- Born: 1932 (age 93–94) Al-Imran, Al-Ahsa, Saudi Arabia
- Education: Quranic school in Al-Ahsa * Najaf (religious sciences);
- Occupations: Poet, writer, thinker
- Writing career
- Period: 20th–21st century
- Genres: Poetry, essays
- Notable works: No Water in the Water * Olympic Rings;

= Muhammad al Ali =

Saudi poet

Muhammad Al-Ali (محمد العلي) is a Saudi poet and thinker. He is considered one of the pioneers of modernity writers and poets in the Kingdom of Saudi Arabia. He was born in Al-Imran in Al-Ahsa in 1932 AD. He wrote a corner (water words) in Al-Youm newspaper, and published many books, most notably the Diwan (No Water in Water), And a book (Olympic Circles: Essays on Enlightenment and Modernity Issues).

== Childhood and education ==
Al-Ali was born and raised in Al-Ahsa under the patronage of his father, where he learned the principles of reading and writing. He memorized the Quran in a Quranic school in his hometown. Later on, Al-Ali moved with his father to Najaf in Iraq to receive religious sciences. He obtained a bachelor's degree in 1926, then returned to Al-Ahsa in 1964.

== His work ==
He worked as a teacher at Dammam High School in 1965 for three years, then moved to work in the Department of Education and continued in the field of education for nineteen years. He worked as editor-in-chief of Al-Yaum newspaper for two years.

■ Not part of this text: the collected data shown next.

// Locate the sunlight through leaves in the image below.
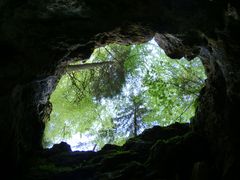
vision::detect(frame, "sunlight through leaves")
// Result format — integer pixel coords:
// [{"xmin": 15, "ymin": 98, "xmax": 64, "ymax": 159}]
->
[{"xmin": 43, "ymin": 39, "xmax": 207, "ymax": 151}]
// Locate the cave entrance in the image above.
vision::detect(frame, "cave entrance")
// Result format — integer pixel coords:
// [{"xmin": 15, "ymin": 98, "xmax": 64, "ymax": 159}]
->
[{"xmin": 42, "ymin": 38, "xmax": 206, "ymax": 151}]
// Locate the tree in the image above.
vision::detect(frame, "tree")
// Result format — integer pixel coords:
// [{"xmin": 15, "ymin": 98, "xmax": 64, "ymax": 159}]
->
[
  {"xmin": 43, "ymin": 43, "xmax": 142, "ymax": 148},
  {"xmin": 43, "ymin": 39, "xmax": 206, "ymax": 150},
  {"xmin": 143, "ymin": 53, "xmax": 206, "ymax": 125},
  {"xmin": 42, "ymin": 73, "xmax": 104, "ymax": 145},
  {"xmin": 65, "ymin": 44, "xmax": 134, "ymax": 102},
  {"xmin": 114, "ymin": 94, "xmax": 149, "ymax": 137}
]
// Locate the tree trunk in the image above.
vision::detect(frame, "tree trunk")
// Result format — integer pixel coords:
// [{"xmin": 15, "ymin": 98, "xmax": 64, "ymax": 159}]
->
[
  {"xmin": 66, "ymin": 61, "xmax": 115, "ymax": 72},
  {"xmin": 133, "ymin": 107, "xmax": 138, "ymax": 137}
]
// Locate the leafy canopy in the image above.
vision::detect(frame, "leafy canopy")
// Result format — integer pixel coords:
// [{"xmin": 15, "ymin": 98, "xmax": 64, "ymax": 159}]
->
[{"xmin": 43, "ymin": 39, "xmax": 206, "ymax": 151}]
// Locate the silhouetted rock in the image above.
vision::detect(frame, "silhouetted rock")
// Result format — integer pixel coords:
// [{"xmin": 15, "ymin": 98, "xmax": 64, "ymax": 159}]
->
[{"xmin": 0, "ymin": 0, "xmax": 239, "ymax": 179}]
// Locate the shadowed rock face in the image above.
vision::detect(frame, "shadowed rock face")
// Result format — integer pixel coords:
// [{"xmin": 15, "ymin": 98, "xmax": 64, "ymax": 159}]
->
[
  {"xmin": 0, "ymin": 0, "xmax": 240, "ymax": 179},
  {"xmin": 26, "ymin": 123, "xmax": 208, "ymax": 180}
]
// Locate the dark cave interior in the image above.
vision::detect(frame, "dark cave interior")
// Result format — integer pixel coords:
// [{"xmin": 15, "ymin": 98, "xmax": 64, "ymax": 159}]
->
[{"xmin": 0, "ymin": 0, "xmax": 240, "ymax": 179}]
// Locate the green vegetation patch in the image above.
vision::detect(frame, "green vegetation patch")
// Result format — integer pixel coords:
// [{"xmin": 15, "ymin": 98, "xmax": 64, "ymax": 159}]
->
[{"xmin": 43, "ymin": 39, "xmax": 206, "ymax": 151}]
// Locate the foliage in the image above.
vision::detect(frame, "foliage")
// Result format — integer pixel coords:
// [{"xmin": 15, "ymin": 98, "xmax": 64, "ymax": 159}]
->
[
  {"xmin": 43, "ymin": 74, "xmax": 104, "ymax": 145},
  {"xmin": 143, "ymin": 54, "xmax": 206, "ymax": 125},
  {"xmin": 43, "ymin": 39, "xmax": 206, "ymax": 150}
]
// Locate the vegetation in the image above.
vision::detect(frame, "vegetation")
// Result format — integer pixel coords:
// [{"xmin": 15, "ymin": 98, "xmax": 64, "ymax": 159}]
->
[{"xmin": 43, "ymin": 39, "xmax": 206, "ymax": 151}]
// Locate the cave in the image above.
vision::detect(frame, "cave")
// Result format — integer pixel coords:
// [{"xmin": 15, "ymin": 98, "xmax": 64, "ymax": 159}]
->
[{"xmin": 0, "ymin": 0, "xmax": 240, "ymax": 180}]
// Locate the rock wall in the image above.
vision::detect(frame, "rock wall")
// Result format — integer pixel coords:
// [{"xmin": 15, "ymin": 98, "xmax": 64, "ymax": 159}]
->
[{"xmin": 0, "ymin": 0, "xmax": 239, "ymax": 179}]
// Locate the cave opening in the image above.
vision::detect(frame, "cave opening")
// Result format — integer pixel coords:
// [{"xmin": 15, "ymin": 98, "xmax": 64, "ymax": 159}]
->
[{"xmin": 42, "ymin": 38, "xmax": 207, "ymax": 151}]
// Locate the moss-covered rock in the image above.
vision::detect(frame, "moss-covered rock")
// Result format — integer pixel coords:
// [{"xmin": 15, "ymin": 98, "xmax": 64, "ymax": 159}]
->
[{"xmin": 0, "ymin": 0, "xmax": 240, "ymax": 179}]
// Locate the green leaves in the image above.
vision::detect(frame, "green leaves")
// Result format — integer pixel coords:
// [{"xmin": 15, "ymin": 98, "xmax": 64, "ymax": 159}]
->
[
  {"xmin": 43, "ymin": 39, "xmax": 206, "ymax": 150},
  {"xmin": 143, "ymin": 54, "xmax": 206, "ymax": 126}
]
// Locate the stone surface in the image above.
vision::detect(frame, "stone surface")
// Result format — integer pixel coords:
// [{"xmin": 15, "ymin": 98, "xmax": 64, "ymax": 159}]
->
[
  {"xmin": 0, "ymin": 0, "xmax": 240, "ymax": 179},
  {"xmin": 25, "ymin": 123, "xmax": 202, "ymax": 180}
]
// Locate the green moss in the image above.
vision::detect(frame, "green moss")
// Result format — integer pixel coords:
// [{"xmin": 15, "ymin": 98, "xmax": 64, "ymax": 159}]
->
[
  {"xmin": 26, "ymin": 158, "xmax": 75, "ymax": 179},
  {"xmin": 37, "ymin": 163, "xmax": 73, "ymax": 173}
]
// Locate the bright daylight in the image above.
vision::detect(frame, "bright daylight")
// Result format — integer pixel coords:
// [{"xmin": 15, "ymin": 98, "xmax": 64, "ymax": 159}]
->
[{"xmin": 42, "ymin": 39, "xmax": 207, "ymax": 151}]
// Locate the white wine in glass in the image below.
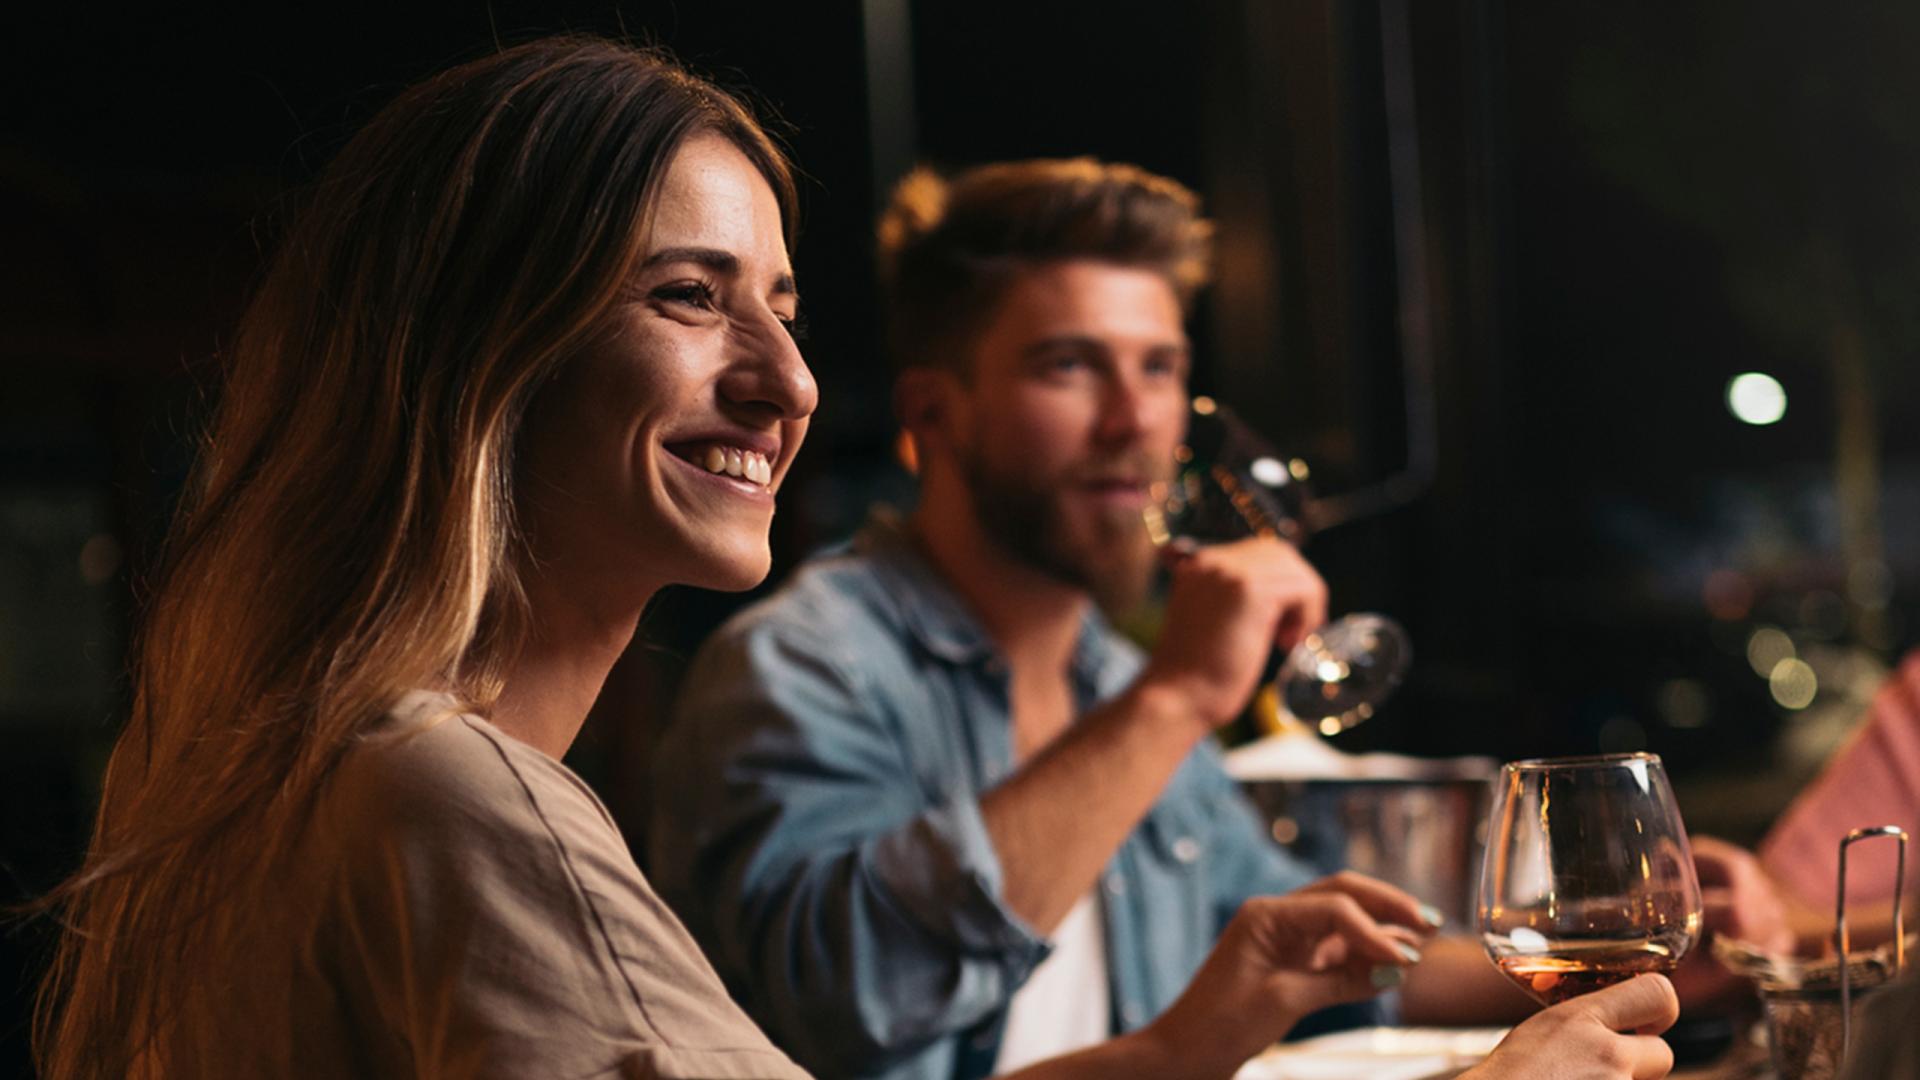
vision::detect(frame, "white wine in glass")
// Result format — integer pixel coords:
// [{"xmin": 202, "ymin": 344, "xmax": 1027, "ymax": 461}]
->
[{"xmin": 1477, "ymin": 753, "xmax": 1703, "ymax": 1006}]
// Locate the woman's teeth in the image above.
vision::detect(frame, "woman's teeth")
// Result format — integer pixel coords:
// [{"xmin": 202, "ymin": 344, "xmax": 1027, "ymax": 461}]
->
[{"xmin": 701, "ymin": 445, "xmax": 773, "ymax": 486}]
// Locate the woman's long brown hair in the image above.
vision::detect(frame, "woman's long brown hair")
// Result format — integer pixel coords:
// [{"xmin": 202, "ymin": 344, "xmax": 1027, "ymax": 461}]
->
[{"xmin": 34, "ymin": 37, "xmax": 796, "ymax": 1078}]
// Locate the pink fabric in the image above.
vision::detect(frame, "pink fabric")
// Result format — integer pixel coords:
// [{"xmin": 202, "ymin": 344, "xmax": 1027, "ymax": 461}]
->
[{"xmin": 1760, "ymin": 651, "xmax": 1920, "ymax": 911}]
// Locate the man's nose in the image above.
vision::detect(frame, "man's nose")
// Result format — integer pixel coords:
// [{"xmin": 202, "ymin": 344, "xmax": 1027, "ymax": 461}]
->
[{"xmin": 1094, "ymin": 374, "xmax": 1158, "ymax": 446}]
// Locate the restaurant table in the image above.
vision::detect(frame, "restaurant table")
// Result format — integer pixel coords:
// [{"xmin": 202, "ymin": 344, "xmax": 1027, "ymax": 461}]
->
[{"xmin": 1234, "ymin": 1022, "xmax": 1779, "ymax": 1079}]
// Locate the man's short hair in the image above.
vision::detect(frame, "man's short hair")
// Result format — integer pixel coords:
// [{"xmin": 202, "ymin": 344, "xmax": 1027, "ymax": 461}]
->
[{"xmin": 875, "ymin": 157, "xmax": 1213, "ymax": 375}]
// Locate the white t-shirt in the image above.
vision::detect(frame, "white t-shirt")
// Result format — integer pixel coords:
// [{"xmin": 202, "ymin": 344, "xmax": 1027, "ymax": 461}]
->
[{"xmin": 991, "ymin": 892, "xmax": 1113, "ymax": 1074}]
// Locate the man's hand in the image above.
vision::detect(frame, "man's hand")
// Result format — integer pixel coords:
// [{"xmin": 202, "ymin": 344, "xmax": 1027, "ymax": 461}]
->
[
  {"xmin": 1137, "ymin": 873, "xmax": 1437, "ymax": 1077},
  {"xmin": 1462, "ymin": 974, "xmax": 1681, "ymax": 1080},
  {"xmin": 979, "ymin": 538, "xmax": 1324, "ymax": 934},
  {"xmin": 1140, "ymin": 537, "xmax": 1327, "ymax": 729},
  {"xmin": 1672, "ymin": 835, "xmax": 1794, "ymax": 1008}
]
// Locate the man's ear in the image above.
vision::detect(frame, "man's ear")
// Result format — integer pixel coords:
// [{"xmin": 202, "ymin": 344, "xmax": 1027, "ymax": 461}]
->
[{"xmin": 893, "ymin": 367, "xmax": 960, "ymax": 455}]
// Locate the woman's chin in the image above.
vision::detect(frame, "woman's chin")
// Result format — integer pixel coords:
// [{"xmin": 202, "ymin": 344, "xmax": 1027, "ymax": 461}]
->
[{"xmin": 680, "ymin": 544, "xmax": 773, "ymax": 594}]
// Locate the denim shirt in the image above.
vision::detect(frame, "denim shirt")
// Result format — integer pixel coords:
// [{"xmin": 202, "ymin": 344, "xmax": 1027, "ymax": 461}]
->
[{"xmin": 646, "ymin": 517, "xmax": 1354, "ymax": 1080}]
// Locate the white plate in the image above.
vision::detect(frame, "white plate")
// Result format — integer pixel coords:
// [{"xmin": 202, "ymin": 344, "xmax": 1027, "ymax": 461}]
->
[{"xmin": 1233, "ymin": 1027, "xmax": 1511, "ymax": 1080}]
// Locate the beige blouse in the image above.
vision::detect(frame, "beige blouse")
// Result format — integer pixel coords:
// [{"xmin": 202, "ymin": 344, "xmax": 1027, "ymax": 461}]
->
[{"xmin": 192, "ymin": 690, "xmax": 811, "ymax": 1079}]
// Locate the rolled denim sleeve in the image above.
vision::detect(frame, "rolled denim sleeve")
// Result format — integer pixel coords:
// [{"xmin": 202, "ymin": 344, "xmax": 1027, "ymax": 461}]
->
[
  {"xmin": 869, "ymin": 795, "xmax": 1047, "ymax": 956},
  {"xmin": 647, "ymin": 605, "xmax": 1047, "ymax": 1078}
]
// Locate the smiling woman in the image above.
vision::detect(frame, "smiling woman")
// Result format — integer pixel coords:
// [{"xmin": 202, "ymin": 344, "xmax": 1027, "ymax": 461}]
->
[
  {"xmin": 30, "ymin": 38, "xmax": 818, "ymax": 1079},
  {"xmin": 515, "ymin": 131, "xmax": 816, "ymax": 619}
]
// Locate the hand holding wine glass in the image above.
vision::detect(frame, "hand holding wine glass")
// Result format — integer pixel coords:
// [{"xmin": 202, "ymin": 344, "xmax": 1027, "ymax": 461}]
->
[
  {"xmin": 1478, "ymin": 754, "xmax": 1704, "ymax": 1008},
  {"xmin": 1459, "ymin": 974, "xmax": 1681, "ymax": 1080},
  {"xmin": 1143, "ymin": 399, "xmax": 1410, "ymax": 733},
  {"xmin": 1142, "ymin": 536, "xmax": 1330, "ymax": 729}
]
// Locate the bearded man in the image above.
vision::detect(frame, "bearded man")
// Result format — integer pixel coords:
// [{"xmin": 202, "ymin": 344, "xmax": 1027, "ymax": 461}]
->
[{"xmin": 646, "ymin": 159, "xmax": 1451, "ymax": 1080}]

He worked as an educational supervisor at the Royal Commission for Jubail in 1986 and continued in this work until 1993.

== Publications ==

- Water Words (original title: Kalimat Ma'eya كلمات مائية) A book including Al-Ali's press articles, prepared and collected by Muhammad Abdelwahab al-Shaqaq and Hamza Husain al-Hamoud, Published by Alintishar Alarabi Foundation in 2008.
- No water in the Water (original title: La maa' fi al-Maa' لا ماء في الماء) A collection of poems. Issued by Nadi al-Mantiqa al-Sharqiyah al-Adabi in 2009.
- Concerns of Light (original title: Humum al-Dawo' هموم الضوء) A collection of Al-Ali's articles published between 1978 and 2000 in Al-Yaum newspaper. Issued by Dar Tawa in 2011. Collected and prepared by Ahmed Al-Ali.
- Lesson of the Beach (original title: Dars al-Bahrدرس البحر) A book issued by Dar Tawa in 2012.
- The Growth of Concepts: Questions and Opinions on Existence and Values (original title: نمو المفاهيم: تساؤلات وآراء في الوجود والقيم) A book of several critical and intellectual lectures written by Al-Ali during his literary career spanning more than forty years. Published by the Riyadh Literary Club in cooperation with the Arab Cultural Club in 2013.
- The Impossible Well: Attempts to Transcend the Prevalent in Culture and Society (original title: البئر المستحيلة: محاولات لتجاوز السائد في الثقافة والمجتمع) A book of intellectual articles written during Al-Ali's literary career in some local and Arab newspapers. Published by the Riyadh Literary Club in cooperation with the Arab Cultural Center in 2013.
- Olympic Rings: Articles on Enlightenment and Modernity Issues (original title: حلقات أولمبيّة: مقالات في قضايا التنوير والحداثة) A book published by Tabuk Literary Club in cooperation with Dar Madarek in 2013.
- No one is at Home (original title: La Ahad fi al-Bayt لا أحد في البيت) A book prepared and edited by Ahmad Al-Ali and issued by Dar Masaa in 2015.

== Lectures ==
"Alienation, its concept and its contemporary manifestations" A lecture by Al-Ali given at the Society of Culture and Arts in Dammam in 2019.

== Honoring ==
In 2015, he was honored by giving his name to the first session of the Poetry Festival, which was launched by the House of Poetry of the Society for Culture and Arts in Dammam. On the occasion of his honor, a book was published entitled "The Blue That Taught Us Songs تلك الزرقة التي علمتنا الأناشيد" which included testimonies presented by friends and writers of the poet during his journey.

== Quotes ==
"I would like be known for striving to change social thought, and that is enough.